I hope he is happy to stay for the long haul.
My thoughts for a long while are that even with the absolute pre-requisite of an excellent manager in place, this ship is long for the turning and it will take at least two full seasons to see a tangible difference. Two seasons in which we don't make any errors with incoming signings and that's a tall order.
Two or three well-placed signings in the summer would make a huge difference and could make us really competitive around the fringes but the change in mentality is going to prove far more difficult to correct in the short-term, that can only be achieved over a sustained longer-term period of improvement and collective increase in standards and confidence.

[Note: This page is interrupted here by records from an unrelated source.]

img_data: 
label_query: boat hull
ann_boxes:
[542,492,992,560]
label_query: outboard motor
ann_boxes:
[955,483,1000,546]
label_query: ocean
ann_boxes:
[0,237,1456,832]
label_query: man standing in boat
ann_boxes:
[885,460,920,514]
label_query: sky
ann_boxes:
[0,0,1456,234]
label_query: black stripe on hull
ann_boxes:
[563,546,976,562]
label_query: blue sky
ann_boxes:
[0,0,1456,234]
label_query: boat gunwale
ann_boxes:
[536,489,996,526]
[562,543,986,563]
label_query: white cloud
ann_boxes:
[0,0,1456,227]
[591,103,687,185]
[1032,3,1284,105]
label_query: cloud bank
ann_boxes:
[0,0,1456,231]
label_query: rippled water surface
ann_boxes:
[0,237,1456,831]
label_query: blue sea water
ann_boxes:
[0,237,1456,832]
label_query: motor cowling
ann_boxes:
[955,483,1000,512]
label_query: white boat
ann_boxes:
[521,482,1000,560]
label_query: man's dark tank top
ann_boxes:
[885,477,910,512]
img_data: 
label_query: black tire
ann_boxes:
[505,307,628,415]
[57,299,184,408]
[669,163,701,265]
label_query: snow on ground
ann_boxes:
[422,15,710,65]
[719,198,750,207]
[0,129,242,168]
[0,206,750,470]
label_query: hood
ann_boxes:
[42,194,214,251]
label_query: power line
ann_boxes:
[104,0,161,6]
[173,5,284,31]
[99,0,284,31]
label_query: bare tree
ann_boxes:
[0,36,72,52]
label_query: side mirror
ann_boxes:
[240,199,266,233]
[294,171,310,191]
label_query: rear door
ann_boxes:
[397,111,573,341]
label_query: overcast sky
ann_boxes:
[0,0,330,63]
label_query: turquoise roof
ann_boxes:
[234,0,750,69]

Only a handful of players are good enough to be retained and the problem of binning the remainder still leaves an enormous headache. The reality is that many of the current squad, and those not good enough, are still going to be around next year and the year after. Things can only be improved piece by piece.
We see the limitations of this squad every single time we come against above-average opposition. More often we get beat because we are very average and they are not.
It's not at all a criticism of Ancelotti but the results so far are more or less in line with expectations. He hasn't been able to organise this group of players into a unit such that we can get a standout result like what we hoped for yesterday, or at Arsenal. That does concern me a little, not so much that we haven't done it but we lose the benefits of a really good away result that would allow us to begin next season with that burden lifted just a little.